Pero vuelvo a mi hijo y es que, a estas alturas de nuestros respectivos partidos, convivo con este hombre en Madrid. Ajá: convivo. No es en absoluto que él no haya abandonado el nido, sino que yo y solo yo, me he plantado, ¡no sin avisar! Caramba, que soy civilizada, pero sí sin preguntar, a vivir con él. Mi hijo lo explica mucho mejor con dos frases: «No es que no me vaya de casa, es que cuando lo hago mi madre me persigue»; y (mi favorita): «Es que se cree que la casa es suya porque la paga ella». Y tengo que decir que nos llevamos de lujo, a pesar de tropezar continuamente en los escasos 40 metros de esto que además de nuestra casa, es mi espacio de trabajo y que son muchísimos más de los 27 metros en que vivía y trabajaba en Ibiza ¡pero sola! Que no es que fuera para darse con un canto en los dientes, es que era una especie en extinción. No me quejo, que me consta que soy una privilegiada, que también soy la legítima propietaria de un piso de 80 metros cuadrados en Palma que, en realidad, eran pocos cuando lo compré hace dos décadas, cuando los muchísimos anuncios siempre rezaban: «Nueva promoción, pisos desde 95 metros cuadrados, 3 dormitorios y 2 baños». Y yo me preguntaba y aún no me he respondido (en este punto me siento un poco Almeida): «¿95? ¿Por qué 95 y no 90 ó 100?» Pero ese era el mínimo estándar, y claro, mis parientes trataban en vano de advertirme de que «se me iba a quedar pequeño enseguida». Así que un piso en propiedad, uno de alquiler ¡en Ibiza! Y otro en el centro de Madrid en los que repartir hijos y trabajos. Solo me faltaba otro en Barcelona para que me llegara un inspector de Hacienda somos todos porque son las ciudades más archifamosas por lo caro que es vivir, pero, allá ellos, que yo hace mucho que noto en falta una casilla de: «¿Hace croquetas con los restos del cocido?»; «Sí», «No», «Por supuesto» y que explicaría casi todo lo demás.
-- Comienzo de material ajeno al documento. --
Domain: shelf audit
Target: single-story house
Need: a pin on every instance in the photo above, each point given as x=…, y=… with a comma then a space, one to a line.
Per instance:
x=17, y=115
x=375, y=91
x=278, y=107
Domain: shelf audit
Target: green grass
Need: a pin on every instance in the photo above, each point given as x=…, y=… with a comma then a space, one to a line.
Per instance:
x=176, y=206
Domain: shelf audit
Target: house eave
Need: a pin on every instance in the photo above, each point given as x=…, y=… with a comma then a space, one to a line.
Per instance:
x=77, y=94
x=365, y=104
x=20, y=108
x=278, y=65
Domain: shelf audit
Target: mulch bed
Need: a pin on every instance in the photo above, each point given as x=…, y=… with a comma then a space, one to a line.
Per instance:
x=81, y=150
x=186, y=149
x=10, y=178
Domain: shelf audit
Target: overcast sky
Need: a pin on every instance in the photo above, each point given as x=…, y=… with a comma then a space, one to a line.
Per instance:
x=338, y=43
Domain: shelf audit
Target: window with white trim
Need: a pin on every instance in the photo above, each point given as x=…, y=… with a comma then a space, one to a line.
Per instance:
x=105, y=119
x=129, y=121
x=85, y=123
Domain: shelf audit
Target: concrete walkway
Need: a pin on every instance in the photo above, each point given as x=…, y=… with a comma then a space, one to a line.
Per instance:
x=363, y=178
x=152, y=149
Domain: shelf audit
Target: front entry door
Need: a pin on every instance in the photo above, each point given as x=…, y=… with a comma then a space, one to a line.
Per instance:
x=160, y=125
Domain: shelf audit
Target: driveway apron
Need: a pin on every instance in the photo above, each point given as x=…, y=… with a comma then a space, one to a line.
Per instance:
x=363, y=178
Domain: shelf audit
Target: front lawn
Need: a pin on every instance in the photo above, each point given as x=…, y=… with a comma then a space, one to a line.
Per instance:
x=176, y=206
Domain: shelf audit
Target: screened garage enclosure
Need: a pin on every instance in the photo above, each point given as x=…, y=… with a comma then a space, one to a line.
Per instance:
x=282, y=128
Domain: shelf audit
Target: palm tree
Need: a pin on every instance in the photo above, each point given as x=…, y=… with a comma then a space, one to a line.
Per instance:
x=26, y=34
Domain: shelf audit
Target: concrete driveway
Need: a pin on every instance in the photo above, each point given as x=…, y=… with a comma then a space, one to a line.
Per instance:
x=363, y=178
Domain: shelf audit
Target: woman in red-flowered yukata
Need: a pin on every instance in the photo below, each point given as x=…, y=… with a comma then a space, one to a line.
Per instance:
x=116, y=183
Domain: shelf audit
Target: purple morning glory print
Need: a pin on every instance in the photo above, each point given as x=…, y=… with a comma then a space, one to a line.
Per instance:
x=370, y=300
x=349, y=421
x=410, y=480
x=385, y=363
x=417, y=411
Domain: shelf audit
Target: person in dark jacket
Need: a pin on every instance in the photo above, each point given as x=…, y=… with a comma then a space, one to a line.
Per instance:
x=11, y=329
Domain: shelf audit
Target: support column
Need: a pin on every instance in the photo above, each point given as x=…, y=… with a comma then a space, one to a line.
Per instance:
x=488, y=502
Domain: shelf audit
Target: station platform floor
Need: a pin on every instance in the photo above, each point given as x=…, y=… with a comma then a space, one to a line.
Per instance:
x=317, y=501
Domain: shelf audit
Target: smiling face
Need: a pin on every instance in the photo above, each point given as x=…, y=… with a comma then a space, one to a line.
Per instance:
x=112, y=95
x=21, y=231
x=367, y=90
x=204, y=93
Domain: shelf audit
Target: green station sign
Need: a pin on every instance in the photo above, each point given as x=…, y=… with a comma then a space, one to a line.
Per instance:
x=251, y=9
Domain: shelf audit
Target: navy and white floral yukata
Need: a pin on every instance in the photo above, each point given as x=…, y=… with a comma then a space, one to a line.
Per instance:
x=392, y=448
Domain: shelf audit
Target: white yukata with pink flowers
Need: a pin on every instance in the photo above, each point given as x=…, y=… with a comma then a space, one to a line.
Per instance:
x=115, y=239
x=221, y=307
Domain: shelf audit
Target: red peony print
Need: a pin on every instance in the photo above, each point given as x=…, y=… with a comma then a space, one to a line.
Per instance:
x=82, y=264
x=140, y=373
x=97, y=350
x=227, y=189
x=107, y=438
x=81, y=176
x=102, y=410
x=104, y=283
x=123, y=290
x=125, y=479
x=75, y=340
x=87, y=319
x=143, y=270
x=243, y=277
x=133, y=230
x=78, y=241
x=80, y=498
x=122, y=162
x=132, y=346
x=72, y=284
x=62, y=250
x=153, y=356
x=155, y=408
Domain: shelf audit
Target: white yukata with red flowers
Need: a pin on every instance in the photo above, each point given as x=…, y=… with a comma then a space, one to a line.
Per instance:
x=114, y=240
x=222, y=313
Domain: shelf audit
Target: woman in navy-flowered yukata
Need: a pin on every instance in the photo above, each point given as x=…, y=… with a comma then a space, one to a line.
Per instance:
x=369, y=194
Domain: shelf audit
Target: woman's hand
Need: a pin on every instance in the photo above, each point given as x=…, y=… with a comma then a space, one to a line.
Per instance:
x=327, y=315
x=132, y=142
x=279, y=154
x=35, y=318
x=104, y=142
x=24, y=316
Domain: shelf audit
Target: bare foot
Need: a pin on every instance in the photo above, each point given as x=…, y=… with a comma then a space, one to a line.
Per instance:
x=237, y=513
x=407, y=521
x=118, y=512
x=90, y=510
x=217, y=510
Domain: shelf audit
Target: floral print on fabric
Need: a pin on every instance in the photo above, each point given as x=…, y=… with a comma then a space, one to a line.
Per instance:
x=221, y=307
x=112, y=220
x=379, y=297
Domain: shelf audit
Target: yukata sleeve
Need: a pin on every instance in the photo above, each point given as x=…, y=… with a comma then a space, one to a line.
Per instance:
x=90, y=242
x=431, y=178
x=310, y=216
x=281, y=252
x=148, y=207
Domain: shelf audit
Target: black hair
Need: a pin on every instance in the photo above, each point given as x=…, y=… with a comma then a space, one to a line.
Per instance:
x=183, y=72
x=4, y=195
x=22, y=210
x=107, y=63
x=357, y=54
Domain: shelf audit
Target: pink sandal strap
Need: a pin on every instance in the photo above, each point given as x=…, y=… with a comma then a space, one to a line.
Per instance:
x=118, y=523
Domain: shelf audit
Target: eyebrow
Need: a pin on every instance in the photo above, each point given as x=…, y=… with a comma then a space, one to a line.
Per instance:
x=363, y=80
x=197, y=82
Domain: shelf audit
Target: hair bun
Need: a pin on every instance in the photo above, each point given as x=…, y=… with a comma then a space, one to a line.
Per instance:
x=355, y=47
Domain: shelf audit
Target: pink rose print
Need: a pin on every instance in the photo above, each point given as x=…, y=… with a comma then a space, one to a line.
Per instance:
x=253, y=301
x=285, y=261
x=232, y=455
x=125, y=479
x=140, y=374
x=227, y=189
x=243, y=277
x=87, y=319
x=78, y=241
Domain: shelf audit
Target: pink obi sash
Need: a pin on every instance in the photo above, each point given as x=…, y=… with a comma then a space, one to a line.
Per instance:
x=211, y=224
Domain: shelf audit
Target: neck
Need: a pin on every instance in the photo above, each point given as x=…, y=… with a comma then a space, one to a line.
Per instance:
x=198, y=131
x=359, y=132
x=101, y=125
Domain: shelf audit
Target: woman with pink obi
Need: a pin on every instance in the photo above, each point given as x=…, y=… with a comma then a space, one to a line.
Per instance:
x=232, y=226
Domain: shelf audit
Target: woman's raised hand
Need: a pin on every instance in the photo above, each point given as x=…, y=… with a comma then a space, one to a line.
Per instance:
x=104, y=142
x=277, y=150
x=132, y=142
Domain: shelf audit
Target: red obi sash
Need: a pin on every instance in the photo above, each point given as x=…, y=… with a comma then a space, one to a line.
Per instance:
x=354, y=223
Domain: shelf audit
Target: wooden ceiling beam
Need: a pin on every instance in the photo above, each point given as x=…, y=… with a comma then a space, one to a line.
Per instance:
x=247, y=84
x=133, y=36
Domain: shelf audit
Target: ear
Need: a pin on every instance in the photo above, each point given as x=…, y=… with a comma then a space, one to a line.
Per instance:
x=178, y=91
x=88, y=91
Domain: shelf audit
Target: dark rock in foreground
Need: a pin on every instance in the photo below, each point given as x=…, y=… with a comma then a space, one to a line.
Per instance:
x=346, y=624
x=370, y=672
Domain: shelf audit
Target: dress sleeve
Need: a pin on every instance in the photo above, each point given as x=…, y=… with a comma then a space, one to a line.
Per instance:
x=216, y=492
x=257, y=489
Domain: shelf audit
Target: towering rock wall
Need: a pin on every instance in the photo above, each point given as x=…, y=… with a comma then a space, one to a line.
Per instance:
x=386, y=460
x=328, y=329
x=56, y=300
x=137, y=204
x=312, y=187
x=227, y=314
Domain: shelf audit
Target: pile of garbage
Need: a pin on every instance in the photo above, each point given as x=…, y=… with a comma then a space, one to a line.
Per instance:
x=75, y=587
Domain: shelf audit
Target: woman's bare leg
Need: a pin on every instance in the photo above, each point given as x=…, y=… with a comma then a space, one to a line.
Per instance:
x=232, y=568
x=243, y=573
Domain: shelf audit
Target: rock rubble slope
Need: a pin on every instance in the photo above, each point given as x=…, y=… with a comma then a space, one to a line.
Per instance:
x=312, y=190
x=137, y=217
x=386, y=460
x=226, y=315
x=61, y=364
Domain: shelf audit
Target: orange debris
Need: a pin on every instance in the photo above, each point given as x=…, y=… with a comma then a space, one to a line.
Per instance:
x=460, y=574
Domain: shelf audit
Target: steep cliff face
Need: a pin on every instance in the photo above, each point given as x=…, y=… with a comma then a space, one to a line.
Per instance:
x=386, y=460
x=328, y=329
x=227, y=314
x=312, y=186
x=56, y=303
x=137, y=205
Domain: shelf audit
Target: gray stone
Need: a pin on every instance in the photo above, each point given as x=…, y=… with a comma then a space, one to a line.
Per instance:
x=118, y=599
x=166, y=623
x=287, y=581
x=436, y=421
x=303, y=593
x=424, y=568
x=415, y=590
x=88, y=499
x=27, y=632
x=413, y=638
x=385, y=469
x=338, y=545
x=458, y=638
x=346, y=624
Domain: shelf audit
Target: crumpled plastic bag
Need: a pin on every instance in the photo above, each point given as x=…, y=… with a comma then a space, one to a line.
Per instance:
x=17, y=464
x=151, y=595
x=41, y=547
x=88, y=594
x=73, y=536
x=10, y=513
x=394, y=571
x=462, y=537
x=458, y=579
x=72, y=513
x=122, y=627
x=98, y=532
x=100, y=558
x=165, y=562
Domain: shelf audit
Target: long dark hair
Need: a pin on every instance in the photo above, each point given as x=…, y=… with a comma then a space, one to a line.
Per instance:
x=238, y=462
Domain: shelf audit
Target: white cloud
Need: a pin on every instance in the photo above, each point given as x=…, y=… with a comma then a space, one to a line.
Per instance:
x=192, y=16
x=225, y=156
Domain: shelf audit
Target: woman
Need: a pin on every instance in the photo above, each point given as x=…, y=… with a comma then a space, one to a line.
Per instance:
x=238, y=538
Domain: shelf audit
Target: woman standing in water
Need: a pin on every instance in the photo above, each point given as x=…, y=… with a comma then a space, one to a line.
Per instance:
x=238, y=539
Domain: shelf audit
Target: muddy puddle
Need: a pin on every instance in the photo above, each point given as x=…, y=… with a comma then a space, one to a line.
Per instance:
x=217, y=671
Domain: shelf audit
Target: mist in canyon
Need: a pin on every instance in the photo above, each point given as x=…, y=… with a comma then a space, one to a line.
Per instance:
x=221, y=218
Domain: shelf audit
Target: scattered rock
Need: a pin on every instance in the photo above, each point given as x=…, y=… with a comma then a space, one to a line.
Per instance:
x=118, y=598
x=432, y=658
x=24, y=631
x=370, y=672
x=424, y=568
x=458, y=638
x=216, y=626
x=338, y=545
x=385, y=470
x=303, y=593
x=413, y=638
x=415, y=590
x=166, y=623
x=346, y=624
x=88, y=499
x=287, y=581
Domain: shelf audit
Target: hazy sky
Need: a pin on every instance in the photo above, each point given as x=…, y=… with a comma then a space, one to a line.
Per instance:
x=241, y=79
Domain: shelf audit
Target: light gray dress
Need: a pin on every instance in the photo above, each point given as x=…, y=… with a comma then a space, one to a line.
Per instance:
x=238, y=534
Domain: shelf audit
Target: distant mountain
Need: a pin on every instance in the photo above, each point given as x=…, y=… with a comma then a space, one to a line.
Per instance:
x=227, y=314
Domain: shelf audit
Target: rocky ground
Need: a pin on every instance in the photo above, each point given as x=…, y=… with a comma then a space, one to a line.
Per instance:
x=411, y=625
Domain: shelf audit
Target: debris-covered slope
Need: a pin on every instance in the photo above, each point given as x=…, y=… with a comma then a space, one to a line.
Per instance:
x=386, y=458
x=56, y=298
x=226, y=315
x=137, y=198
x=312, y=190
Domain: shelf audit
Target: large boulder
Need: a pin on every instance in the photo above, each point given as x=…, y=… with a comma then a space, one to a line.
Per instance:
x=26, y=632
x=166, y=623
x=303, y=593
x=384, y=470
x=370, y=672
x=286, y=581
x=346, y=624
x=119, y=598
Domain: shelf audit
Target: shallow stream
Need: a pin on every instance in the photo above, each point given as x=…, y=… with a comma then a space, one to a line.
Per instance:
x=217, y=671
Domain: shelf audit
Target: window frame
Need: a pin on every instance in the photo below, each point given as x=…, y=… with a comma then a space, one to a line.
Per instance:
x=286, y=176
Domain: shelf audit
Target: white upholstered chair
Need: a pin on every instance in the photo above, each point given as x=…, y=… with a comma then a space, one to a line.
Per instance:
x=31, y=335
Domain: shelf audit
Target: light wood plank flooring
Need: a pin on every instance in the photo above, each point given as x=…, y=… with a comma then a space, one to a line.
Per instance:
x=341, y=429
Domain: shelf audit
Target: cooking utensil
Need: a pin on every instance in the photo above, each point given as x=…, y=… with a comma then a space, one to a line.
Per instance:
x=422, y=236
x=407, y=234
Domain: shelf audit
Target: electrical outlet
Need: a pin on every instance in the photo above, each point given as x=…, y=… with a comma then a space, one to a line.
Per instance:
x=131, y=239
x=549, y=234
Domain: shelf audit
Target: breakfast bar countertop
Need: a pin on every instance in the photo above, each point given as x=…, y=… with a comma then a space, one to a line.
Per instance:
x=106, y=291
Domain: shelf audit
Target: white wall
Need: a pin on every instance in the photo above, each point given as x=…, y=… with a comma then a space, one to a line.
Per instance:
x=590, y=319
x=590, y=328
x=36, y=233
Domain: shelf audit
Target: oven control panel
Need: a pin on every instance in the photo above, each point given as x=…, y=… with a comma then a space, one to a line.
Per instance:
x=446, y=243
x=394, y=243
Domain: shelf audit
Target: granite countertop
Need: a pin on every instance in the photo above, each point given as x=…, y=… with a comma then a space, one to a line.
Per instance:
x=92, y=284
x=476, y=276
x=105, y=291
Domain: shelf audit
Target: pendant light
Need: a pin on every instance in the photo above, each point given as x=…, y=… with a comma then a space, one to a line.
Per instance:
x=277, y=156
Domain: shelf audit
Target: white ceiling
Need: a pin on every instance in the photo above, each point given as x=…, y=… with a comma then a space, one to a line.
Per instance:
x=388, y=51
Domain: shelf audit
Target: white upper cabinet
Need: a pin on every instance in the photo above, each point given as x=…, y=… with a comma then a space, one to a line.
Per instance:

Pero para vivir en 27 metros hay que ser muy 'apañao' y eso ha de ser una opción, no algo impuesto. Y compartir, da igual que lo decoren de: «Te permite tener dinero para otras cosas», «Conoces gente», «Aprendes a ser organizado»€ Compartir piso no es guay. Ni tener treinta años y seguir en casa de tus padres; ni que no puedas irte a vivir con tu pareja porque dos solos no alcanza; ni que lo hagas pero renuncies a tener hijos porque no hay espacio, o no hay dinero para el espacio; ni que tus hijos tengan que aguantar convivir con dos padres que no se soportan, con papá mudado a la litera de arriba o al cuarto pintado de princesas porque la hija ahora duerme en la cama de mamá; ni que si sí te separas, te vuelvas a casa de tus padres; ni que tus padres no puedan, ahora que se han jubilado, vivir su vida y montarse el soñado taller de pintura o de maquetas porque el hijo hecho y derecho vuelve con la frente marchita y, una semana de cada dos, o los findes, vengan además los nietos ¡no de visita! Sino a vivir.

No es guay tener un metro cuadrado en un huerto urbano porque en casa no te cabe una maceta. No es guay pasar los cuarenta y que lo único que hayas podido escoger de las casas en las que has vivido sea la funda del edredón. Ni que no tengas ni idea de dónde estarás en dos años, si te echarán o te subirán, que es, en realidad, lo mismo. Ni vivir en un balcón, en un garaje, en una furgoneta. No tener espacio, intimidad, dignidad. Ni que quede tanto mes a final de sueldo. No es guay descargarte una app para comprar chollos de comida que va a caducar mañana, o vestirte de ropa de segunda mano, o reutilizar los botes de los yogures. Ni guardar los pantalones enrollados como canutillos en tu cajón de la cómoda de Ikea y desechar los que no caben, no porque de mayor quieres ser Marie Kondo, sino porque no te cabe ni uno más. No, no y no, si no lo haces porque te da la gana, sino por pura necesidad. Y es este un asunto tan grave que debería ser siempre una de las prioridades de las políticas aquí y allá.

Perdón, que no soy yo, que es mi yugular la que me obliga a decirlo: compartir piso no es guay.